Discovery has often been the motivation for many of the great contemporary ‘adventures’ or explorations. And the challenge of wanting to be the first to do something; whether it be to conquer an unclimbed peak or the highest peak or an unexplored area has motivated, and still motivates people to undertake adventures today. There are scientific expeditions which may not require lots of technical expertise in terms of outdoor skills (although many do, for example the expedition Steve Backshall recounts in his autobiography Looking for Adventure (2011) to the Mageni cave system), these expeditions are adventures because of the discoveries made rather than the technicality of the skills required. The idea that discovery in and of itself can be an adventure is particularly valuable and is a useful way of facilitating adventures for younger children; there will always be things to discover in a garden, or the local woods or country park. For children ‘playing’ in the woods, but not ‘play’ in the sense that Mortlock means in his model of adventure, can lead to the discovery of colourful insects, interesting leaves, trees to climb, birds nests, fairies houses, troll dens, dragons and even edible plants. This discovery is adventurous and children love it, my four year old and two year old will actively look for white dead nettle flowers when we are out and will pick and eat them, but this is no longer an adventure for them, now they are used to it now we have to find more adventurous things like fungi or pig nuts or sweet chestnuts.
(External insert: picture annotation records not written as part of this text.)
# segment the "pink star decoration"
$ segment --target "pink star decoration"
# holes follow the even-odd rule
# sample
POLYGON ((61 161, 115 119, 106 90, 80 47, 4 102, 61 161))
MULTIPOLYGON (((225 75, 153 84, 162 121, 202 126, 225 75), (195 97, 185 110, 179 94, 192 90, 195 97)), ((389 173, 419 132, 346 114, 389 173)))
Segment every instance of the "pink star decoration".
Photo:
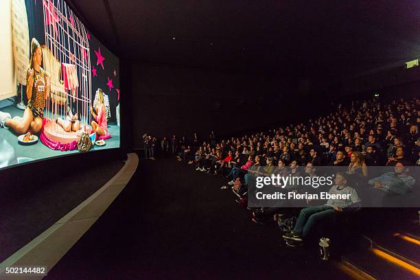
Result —
POLYGON ((95 54, 96 54, 96 58, 97 58, 97 62, 96 63, 97 65, 101 65, 101 66, 102 67, 102 69, 104 69, 104 60, 105 60, 105 58, 102 56, 102 55, 101 54, 101 47, 98 47, 98 50, 97 51, 96 51, 95 50, 93 50, 93 51, 95 51, 95 54))
POLYGON ((87 51, 80 47, 80 54, 82 54, 82 61, 86 62, 87 60, 87 51))
POLYGON ((54 33, 54 36, 57 36, 58 32, 57 31, 57 25, 56 23, 60 21, 58 15, 54 12, 54 5, 52 2, 44 2, 44 6, 45 7, 45 25, 52 25, 52 30, 54 33))
POLYGON ((71 23, 71 25, 74 26, 74 19, 73 19, 73 16, 71 15, 71 14, 70 14, 70 23, 71 23))
POLYGON ((114 87, 114 86, 113 85, 113 80, 109 80, 108 77, 106 77, 106 78, 108 79, 108 82, 106 83, 106 85, 108 86, 108 87, 109 87, 109 91, 110 91, 111 89, 114 87))

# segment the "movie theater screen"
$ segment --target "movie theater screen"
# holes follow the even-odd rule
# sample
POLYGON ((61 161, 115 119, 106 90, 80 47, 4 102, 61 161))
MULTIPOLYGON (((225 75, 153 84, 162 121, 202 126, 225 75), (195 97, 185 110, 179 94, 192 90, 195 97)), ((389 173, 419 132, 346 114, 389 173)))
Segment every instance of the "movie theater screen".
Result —
POLYGON ((0 169, 119 148, 119 61, 63 0, 0 3, 0 169))

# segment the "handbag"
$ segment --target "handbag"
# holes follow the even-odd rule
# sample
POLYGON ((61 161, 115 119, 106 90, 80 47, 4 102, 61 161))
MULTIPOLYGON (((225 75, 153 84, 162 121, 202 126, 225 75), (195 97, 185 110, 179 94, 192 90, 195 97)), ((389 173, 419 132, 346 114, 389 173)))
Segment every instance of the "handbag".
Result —
POLYGON ((80 138, 78 141, 78 150, 81 152, 89 151, 92 148, 92 141, 89 135, 86 132, 82 132, 80 138))

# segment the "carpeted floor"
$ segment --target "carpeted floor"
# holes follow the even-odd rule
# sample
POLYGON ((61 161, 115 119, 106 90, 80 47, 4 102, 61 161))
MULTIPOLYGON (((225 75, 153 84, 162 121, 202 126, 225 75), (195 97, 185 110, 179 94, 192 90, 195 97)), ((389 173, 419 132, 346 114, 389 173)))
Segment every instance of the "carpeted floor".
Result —
POLYGON ((173 159, 143 160, 46 279, 349 279, 316 246, 290 248, 257 225, 226 180, 173 159))
MULTIPOLYGON (((23 111, 16 108, 14 105, 1 108, 0 110, 3 112, 10 113, 12 117, 14 116, 21 117, 23 114, 23 111)), ((119 126, 117 126, 115 124, 108 123, 108 129, 112 137, 105 140, 106 145, 102 147, 95 145, 91 151, 119 148, 119 126)), ((14 135, 8 129, 0 128, 0 135, 3 136, 6 141, 14 148, 17 157, 27 157, 37 160, 46 157, 62 156, 79 152, 77 150, 66 152, 51 150, 43 144, 40 141, 38 141, 33 145, 21 145, 18 142, 18 135, 14 135)))
POLYGON ((48 179, 32 180, 19 198, 0 198, 0 262, 82 203, 123 165, 122 161, 113 161, 89 168, 75 166, 68 174, 49 172, 48 179))

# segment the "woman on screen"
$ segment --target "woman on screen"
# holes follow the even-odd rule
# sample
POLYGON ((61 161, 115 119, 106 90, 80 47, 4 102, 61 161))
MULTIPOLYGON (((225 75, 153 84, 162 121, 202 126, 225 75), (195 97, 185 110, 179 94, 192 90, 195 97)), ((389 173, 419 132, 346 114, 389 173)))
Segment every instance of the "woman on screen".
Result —
POLYGON ((91 113, 95 121, 92 121, 92 130, 97 136, 104 136, 108 134, 108 121, 106 120, 106 108, 104 104, 104 91, 97 89, 96 93, 99 95, 99 102, 93 104, 95 110, 91 107, 91 113))
POLYGON ((30 64, 26 74, 26 95, 27 106, 22 117, 11 118, 10 114, 0 112, 0 127, 11 128, 22 135, 27 132, 38 133, 43 128, 45 100, 49 93, 50 78, 43 68, 43 52, 38 40, 33 38, 31 42, 30 64))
To add one more optional criteria for adventure I would have to include nature, although I think it is possible to have an adventurous experience without the prime focus being nature, or even inside, perhaps at a climbing wall. For me though, on a personal level, an adventure must involve nature and the natural environment, when I climb indoors it just doesn't feel like an adventure however hard it is.


Backshall, S (2011) Looking for Adventure
Mitchell, R, G (1983) Mountain experience: The psychology and sociology of adventure. Chicago, IL: University of Chicago Press.